Eindrucksvoll wird in einem jüngst im Lancet erschienenen Bericht über die aktuellen Ursachen der Mortalität von Kindern zwischen 0 und 5 Jahren weltweit gezeigt, dass hierfür neben perinatalen Komplikationen vor allem Pneumonien verantwortlich sind, die durch die Pneumokokken-Impfungen deutlich reduziert werden können [5]. Praktisch alle schwerwiegenden Impfkomplikationen, die bis heute diskutiert werden, sind in umfangreichen, gut dokumentierten Studien als Gefährdungspotenzial im Vergleich zu den Wildinfektionen eindrucksvoll widerlegt worden [7]. So konnte z.
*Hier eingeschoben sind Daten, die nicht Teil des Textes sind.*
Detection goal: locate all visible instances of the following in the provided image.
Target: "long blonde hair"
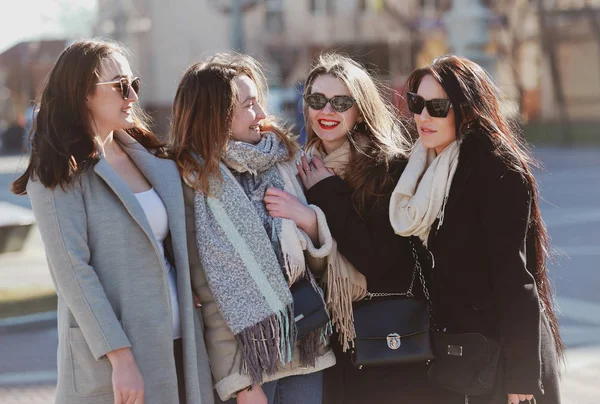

B. bei einer großen Zahl von Menschen, bei denen wegen einer Entwicklungsstörung mit Epilepsie nach einer Keuchhusten-Impfung ein Impfschaden anerkannt worden war, retrospektiv ein Dravet-Syndrom – eine genetisch bedingte Enzephalopathie – festgestellt werden [6].
Die zeitgerechte Durchführung der Impfungen, vor allem gegen Masern, Mumps und Röteln hängt viel von der ärztlichen Beratung ab; eine Verunsicherung der Eltern durch alternativ eingestellte Ärzte kann sich nachteilig auswirken [8]. Aber selbst bei Frühgeborenen mit einem Geburtsgewicht unter 1 500 g sind die üblichen Routineimpfungen ab dem 3. Lebensmonat ohne wesentliche Komplikationen durchführbar [10]. Nur bei den seltenen schweren kombinierten Immundefekten (SCID) oder primären Antikörpermangelerkrankungen ist eine Lebendimpfung kontraindiziert, was in den entsprechenden Leitlinien hervorgehoben wird [2] [4].
Leider gibt es unverändert in Deutschland zu viele Menschen, die entweder aus grundsätzlichen Erwägungen oder aus mangelndem Interesse die empfohlenen Impfungen bei ihren Kindern und bei sich selbst nicht durchführen lassen. Besonders problematisch ist in diesem Zusammenhang die Einstellung einzelner Ärzte und Hebammen, die einen großen Einfluss gerade auf junge Eltern haben. Impfverweigerung einerseits und der Wegfall von Grenzen sowie die Migration andererseits führen immer wieder zum Auftreten von Infektionskrankheiten in Deutschland. Dies belegen die zunehmenden Masernausbrüche, aber auch das Vorkommen von Diphtherie und Keuchhusten in den vergangenen Jahren in erschreckender Weise. Verhindert würden diese Ausbrüche durch einen entsprechenden Impfschutz, da dann die Erreger nicht weitergegeben werden. Von den großen kinderärztlichen Organisationen, z. B. der Deutschen Gesellschaft für Kinder- und Jugendmedizin, dem Berufsverband der Kinder- und Jugendärzte, der Deutsche Gesellschaft für Pädiatrische Infektiologie und der Deutschen Gesellschaft für Sozialpädiatrie und Jugendmedizin ist daher wiederholt gefordert worden, die Aufnahme in eine Kindergemeinschaftseinrichtung/Kindertageseinrichtung von einem ausreichenden Impfschutz nach den Empfehlungen der STIKO abhängig zu machen, sofern keine individuellen Kontraindikationen vorliegen. Dies wird derzeit aber von allen politischen Parteien abgelehnt.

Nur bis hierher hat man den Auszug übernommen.